IBM Israel Research Seminars

 

The problem of adding fault-tolerance properties to distributed applications hasbeen the focus of much academic work for three decades.
With the introduction of middlewares as abstractions that encapsulate various operational aspects of a distributed system, a natural tendency began toward moving fault-tolerance support from the application level into the middleware. Our research question is thus how to extend a given middleare with fault-tolerance capabilities. We aim for a lightweight and efficient design that is both portable and capable of good performance.

Our research led to the design of a novel approach named the object-adaptor approach, which unifies many of the advantages of previous approaches while avoiding some of the pitfalls. We constructed a prototype called FTS (Fault-Tolerance Service) implemented in CORBA/Java, extended it and analyzed its properties. Although FTS uses CORBA-specific facilities such as an object-adaptor, its architecture is completely portable as a form of an interception mechanism to other platforms such as .net and J2EE.

Our initial naive design indeed provided good portability and application transparency, but failed to achieve good performance. Studying the behavior of FTS in detail, we identified several problems that are general in nature and whose solutions can be applied to many types of middleware services. My talk, after a short overview of FTS, will focus on these problems and on our solutions, which allow FTS performance to improve significantly without sacrificing portability and transparency.

I will start with some initial performance data and point out performance limitations that result from FTS logic being kept at the application level above the broker. Then I'll present a case where a small optimization in the seemingly negligible stages of serialization and de-serialization caused an unexpected large improvement of cluster throughput.

Next, I will talk about using SACKs (Selective ACKnowledgements) to reduce the size of the reply-cache of FTS servers, which stores completed requests for replying to a client upon re-invocation of the same request in order to ensure at-most-once request execution semantics. This cache can become a scalability inhibitor due to its excessive memory consumption, for example in stateless application servers (where the state is in the third database layer).

Last, I'll introduce a technique for channel-independent message batching that features inherent adaptability to message arrival rate. This technique is used in FTS to boost the throughput of the inter-server ABCAST transport, and thus of the cluster in general. However, it is also applicable in entirely different contexts, e.g., to batch multiple HTTP updates into TCP connections.

About the Speaker
Erez Hadad is a graduating PhD student from the Computer Science Department in the Technion. His PhD is titled "Architectures for Fault-Tolerant Middleware Services" and was conducted under the supervision of Dr. Roy Friedman. The research work deals with adding fault-tolerance capabilities to existing middlewares, using a novel design that aims for both middleware portability and performance.

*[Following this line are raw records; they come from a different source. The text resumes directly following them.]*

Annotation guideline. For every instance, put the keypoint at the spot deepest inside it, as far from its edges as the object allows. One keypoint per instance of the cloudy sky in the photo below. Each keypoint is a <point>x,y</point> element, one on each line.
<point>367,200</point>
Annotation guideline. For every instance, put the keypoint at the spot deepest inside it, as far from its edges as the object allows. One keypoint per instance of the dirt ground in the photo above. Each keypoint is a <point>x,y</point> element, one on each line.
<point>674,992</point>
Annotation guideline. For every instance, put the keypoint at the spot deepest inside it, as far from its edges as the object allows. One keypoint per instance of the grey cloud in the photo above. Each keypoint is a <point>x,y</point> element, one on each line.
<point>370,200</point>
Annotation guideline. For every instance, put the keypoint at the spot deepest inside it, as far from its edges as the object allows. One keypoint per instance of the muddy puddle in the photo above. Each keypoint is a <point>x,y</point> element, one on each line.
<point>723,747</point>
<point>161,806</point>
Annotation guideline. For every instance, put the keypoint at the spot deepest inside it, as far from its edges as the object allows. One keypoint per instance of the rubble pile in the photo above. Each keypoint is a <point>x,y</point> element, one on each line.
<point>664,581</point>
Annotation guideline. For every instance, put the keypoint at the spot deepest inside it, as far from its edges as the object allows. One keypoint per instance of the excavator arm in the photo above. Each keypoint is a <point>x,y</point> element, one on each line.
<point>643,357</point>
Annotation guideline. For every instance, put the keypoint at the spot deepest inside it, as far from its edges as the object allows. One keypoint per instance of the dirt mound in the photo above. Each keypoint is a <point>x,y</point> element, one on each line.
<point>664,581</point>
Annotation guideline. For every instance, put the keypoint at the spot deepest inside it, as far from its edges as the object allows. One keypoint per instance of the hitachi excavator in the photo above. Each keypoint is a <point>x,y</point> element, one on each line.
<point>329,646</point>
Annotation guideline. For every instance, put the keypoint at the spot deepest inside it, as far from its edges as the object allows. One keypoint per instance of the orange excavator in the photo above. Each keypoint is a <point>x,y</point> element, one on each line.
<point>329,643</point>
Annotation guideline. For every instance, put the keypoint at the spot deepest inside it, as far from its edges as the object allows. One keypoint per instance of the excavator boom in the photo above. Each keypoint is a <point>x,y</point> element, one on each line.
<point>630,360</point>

Prior to returning to the Technion in 2000 for his Master and later PhD (direct track) studies, Erez has been employed for 6 years as a software engineer in RAFAEL, Israel's armament development authority, where he was involved in several large-scale projects involving both hardware and distributed software systems and won a few work-excellence prizes. Before that, Erez has graduated from the Technion with a B.Sc. in Computer Science (summa cum laude).